蕾妮突然抬头看着我的脸颊。怎么一回事?我转过头来正眼直视着她,随即,她就又再看着前方,说道:“你现在该不会是在讲你要叛乱吧?”
“嗯?呃,呃,喂!我并没有说我要背叛尼西恩,引发叛乱,推戴吉西恩为王,嗯,那种我根本连说起来都觉得头痛的事,你想我会去做?”
“不会吧?”
“当然不会!呃,我的意思是,这是只关系到我内心的事。不是关系到我生活的事。我的生活已经基本条件都够了,所以不需要特别去苦恼什么。就算我现在马上结婚,我也有自信可以养活老婆。”
“呵呵呵!杰米妮小姐可真幸福……”
我差点就从岩石上面摔了下来。呜呃呃呃。
“啊!妮莉亚连这个也告诉你了?”
“我不是说过了吗?她什么都告诉我了。”
“总之,我要你不要胡思乱想。哼嗯。不管怎么样,我把吉西恩当作国王,是我自己心里头的事。这个,嗯,有点像是信仰吧?是为了心里的安定而有信仰的,并不是为了生活而有信仰的,不是吗?”
“哼嗯。外表看来你是对尼西恩效忠的臣子。可是心里却把吉西恩当成是自己的国王,我说得对吗?”
“完全正确。”
“那么,你为何要跟我说这个呢?”
“如果你想到了,就不要反过来问我。”
虽然我这么说,可是蕾妮好像想确认她的想法。
“你的意思是,我没有必要去烦恼如何面对我实际的父亲和我心里的父亲。”
“虽然没有办法不去烦恼,但时间定好、地方定好之后,就可以不必去烦恼了。

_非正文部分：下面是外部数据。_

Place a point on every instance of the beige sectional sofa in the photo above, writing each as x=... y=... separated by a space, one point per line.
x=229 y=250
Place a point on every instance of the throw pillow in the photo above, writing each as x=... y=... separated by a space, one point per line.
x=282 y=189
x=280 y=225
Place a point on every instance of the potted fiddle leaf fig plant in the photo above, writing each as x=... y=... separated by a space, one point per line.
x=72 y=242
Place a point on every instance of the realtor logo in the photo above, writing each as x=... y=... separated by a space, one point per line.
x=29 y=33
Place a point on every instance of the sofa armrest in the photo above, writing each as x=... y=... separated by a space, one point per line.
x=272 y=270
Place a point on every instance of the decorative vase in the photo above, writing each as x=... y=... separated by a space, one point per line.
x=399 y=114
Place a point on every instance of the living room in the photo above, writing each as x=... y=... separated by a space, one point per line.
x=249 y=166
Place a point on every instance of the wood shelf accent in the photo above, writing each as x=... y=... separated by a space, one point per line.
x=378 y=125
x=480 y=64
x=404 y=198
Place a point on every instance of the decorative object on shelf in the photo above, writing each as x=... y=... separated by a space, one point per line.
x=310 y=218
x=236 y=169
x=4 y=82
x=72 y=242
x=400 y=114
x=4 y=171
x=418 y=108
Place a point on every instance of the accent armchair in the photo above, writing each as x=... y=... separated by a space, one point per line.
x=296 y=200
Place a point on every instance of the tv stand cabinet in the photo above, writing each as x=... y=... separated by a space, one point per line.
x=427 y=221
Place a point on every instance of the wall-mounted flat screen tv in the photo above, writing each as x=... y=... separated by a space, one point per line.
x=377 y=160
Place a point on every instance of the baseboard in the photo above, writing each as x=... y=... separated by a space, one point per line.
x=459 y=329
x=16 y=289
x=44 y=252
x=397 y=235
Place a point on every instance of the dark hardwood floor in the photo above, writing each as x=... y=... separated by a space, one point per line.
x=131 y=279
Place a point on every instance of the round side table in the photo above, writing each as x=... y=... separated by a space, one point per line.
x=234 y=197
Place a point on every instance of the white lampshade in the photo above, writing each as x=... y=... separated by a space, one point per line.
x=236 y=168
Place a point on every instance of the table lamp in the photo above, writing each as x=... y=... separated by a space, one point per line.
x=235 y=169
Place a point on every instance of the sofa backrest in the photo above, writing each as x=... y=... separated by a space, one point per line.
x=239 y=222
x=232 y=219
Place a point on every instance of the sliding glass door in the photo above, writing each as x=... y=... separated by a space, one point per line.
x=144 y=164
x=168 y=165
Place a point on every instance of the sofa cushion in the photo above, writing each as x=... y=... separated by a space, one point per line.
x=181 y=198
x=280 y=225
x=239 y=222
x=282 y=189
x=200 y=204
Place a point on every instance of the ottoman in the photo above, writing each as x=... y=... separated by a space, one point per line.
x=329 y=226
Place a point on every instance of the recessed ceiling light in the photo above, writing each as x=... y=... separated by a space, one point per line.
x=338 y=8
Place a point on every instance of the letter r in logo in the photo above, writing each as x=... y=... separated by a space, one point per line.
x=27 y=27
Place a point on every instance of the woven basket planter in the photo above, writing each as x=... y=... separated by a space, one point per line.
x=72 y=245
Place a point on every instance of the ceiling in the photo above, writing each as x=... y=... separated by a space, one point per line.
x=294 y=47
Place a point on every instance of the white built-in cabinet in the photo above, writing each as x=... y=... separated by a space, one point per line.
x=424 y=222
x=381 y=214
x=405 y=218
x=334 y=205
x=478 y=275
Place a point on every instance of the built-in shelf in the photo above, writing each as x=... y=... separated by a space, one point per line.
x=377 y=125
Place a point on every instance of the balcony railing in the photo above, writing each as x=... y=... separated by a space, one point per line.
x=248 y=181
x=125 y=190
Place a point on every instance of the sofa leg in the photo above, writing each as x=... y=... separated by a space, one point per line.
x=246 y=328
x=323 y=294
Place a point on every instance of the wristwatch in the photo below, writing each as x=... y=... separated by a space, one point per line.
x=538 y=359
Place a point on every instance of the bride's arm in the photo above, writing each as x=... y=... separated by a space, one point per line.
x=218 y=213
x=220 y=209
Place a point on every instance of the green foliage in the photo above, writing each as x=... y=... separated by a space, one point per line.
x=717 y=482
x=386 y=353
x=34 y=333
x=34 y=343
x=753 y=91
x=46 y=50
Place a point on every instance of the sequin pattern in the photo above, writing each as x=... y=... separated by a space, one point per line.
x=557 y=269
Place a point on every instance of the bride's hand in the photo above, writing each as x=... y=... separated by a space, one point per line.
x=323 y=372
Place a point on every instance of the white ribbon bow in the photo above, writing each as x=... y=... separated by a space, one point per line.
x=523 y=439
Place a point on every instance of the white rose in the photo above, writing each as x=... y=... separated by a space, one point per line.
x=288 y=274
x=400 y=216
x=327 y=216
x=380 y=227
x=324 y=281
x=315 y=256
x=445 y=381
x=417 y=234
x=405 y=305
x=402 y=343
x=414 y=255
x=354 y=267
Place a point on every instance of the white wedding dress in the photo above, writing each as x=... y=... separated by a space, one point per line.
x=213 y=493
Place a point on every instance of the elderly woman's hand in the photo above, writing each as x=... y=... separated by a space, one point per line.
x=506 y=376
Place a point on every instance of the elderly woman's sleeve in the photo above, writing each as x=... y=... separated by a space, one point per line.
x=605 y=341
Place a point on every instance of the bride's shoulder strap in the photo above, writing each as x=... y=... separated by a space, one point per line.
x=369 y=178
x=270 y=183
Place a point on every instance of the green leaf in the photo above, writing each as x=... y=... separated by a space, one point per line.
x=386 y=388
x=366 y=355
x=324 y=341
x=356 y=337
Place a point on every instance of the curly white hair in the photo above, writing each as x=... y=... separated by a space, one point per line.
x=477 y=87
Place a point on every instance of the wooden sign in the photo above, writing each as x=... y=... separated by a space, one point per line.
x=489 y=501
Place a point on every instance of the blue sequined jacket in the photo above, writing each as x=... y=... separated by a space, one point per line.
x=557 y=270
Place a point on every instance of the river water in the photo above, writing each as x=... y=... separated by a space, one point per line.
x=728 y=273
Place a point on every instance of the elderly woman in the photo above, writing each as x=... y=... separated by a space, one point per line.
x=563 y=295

我如果这样问,你会怎么回答呢?赶快回答我,美丽的高贵仕女啊,可否允许我请问您是哪一个家族的爱女?”
蕾妮笑了出来,那是一个很开朗的笑容。
“我是戴哈帕经营一家商号为鲸鱼坟墓的餐饮业者,葛雷顿先生之女。”
“烦恼结束了没?”
“目前是结束了。谢谢。”
“别客气。所谓的‘目前’这种流动性的时间单位,我希望这一次是很长的时间。”
“一定要很长才行!伊斯有一句谚语是这么说的:‘一个家里头不会有两个小孩。’”“什么意思啊?”
“如果某人有了小孩,那个人就再也不是小孩了,而是会变成谁谁谁的父母。会用‘喂,修奇的爸爸!’来叫那个人。”

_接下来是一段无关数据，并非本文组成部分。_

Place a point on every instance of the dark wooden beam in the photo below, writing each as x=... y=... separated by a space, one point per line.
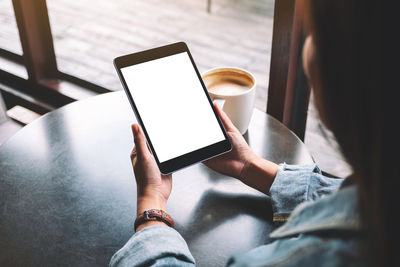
x=36 y=39
x=287 y=92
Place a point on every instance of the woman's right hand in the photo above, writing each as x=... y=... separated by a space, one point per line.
x=241 y=162
x=235 y=161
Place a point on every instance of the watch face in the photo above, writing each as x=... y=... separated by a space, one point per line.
x=154 y=215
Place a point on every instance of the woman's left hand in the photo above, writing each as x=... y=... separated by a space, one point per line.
x=153 y=188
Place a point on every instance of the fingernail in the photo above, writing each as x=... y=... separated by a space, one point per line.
x=135 y=129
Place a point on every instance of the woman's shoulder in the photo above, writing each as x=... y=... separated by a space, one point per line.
x=325 y=232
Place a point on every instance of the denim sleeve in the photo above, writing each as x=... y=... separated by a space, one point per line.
x=295 y=184
x=154 y=246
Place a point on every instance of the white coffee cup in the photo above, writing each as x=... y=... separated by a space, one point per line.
x=234 y=88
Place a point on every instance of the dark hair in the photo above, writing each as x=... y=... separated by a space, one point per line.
x=359 y=106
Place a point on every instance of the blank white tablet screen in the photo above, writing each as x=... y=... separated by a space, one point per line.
x=172 y=105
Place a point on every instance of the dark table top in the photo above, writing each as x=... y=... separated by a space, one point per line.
x=68 y=194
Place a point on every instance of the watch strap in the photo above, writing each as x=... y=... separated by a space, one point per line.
x=154 y=215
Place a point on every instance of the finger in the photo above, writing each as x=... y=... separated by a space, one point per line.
x=133 y=152
x=225 y=119
x=140 y=141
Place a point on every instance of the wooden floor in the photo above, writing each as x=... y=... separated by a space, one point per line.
x=89 y=34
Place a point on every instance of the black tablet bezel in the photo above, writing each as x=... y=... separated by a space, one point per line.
x=187 y=159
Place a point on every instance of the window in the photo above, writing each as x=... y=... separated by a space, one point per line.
x=88 y=36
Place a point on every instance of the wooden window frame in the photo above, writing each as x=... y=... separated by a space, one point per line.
x=288 y=93
x=44 y=84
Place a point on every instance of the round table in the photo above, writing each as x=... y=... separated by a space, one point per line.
x=68 y=193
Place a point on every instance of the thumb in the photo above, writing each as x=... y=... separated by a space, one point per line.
x=225 y=119
x=140 y=141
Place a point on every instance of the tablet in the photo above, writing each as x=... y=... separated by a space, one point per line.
x=172 y=106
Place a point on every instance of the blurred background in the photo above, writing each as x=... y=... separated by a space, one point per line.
x=87 y=35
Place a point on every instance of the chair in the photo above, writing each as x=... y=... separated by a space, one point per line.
x=7 y=126
x=288 y=93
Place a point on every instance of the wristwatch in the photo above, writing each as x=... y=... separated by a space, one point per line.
x=154 y=215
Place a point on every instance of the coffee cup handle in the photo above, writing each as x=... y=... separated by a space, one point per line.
x=220 y=102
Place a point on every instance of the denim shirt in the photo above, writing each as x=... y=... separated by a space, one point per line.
x=319 y=227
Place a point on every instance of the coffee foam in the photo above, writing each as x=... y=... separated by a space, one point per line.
x=228 y=82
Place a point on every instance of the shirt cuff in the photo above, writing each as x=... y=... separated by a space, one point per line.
x=290 y=188
x=154 y=244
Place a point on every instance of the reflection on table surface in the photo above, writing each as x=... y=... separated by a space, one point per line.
x=68 y=195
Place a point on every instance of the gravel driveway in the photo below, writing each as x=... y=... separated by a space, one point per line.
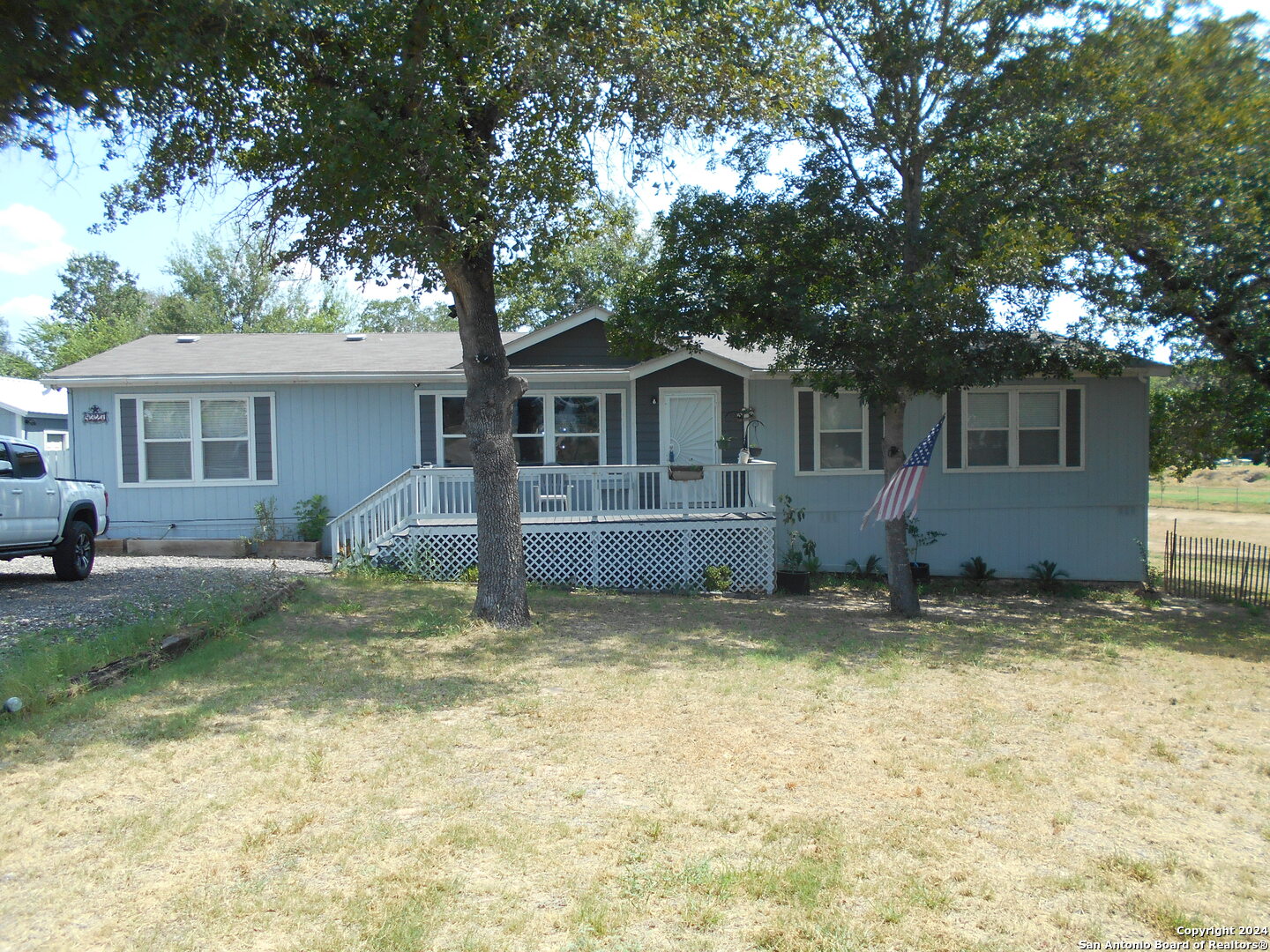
x=122 y=588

“啊,是吗?说得好像蛮有道理的。那么你的意思是,你要嫁人了?”
“哎呀,不是啦!我才不嫁人呢!我要一直是葛雷顿先生之女!所以刚才我才会说我要很长的时间才行。”
“拜索斯有一句谚语是这么说的:‘虽然世上不可信的话很多,但是有三句话绝对不可信:老人现在该死了才对、商人做赔本生意、还有姑娘不出嫁。’”“我是真的不嫁人啊!”
“没有人叫你嫁吧?”
“反正我就是不嫁!”
“可是我听说强烈的否定和肯定乃是一脉相通的,是邻居关系,是十年前分离的双胞胎兄弟哦!”
“修奇!”
“我知道,我知道了啦!拜托不要拧我,我的肉是很脆弱的……,呃啊!”
我被拧了好一阵子,我说她累了,应该要赶快去睡觉,然后她才好不容易听从我的建议。蕾妮仿佛像是忘记哈欠然后又再想起似的,打了一个哈欠,还伸了个懒腰。
“帮我一下,让我下去。”
我抓住蕾妮的手,让她下去。她站到地上之后拍了拍裙子,往上抬头对我说:“你不下来吗?”
“啊,我要在这里负责守夜才行。吉西恩和杉森好像都醉了。你先去睡吧。”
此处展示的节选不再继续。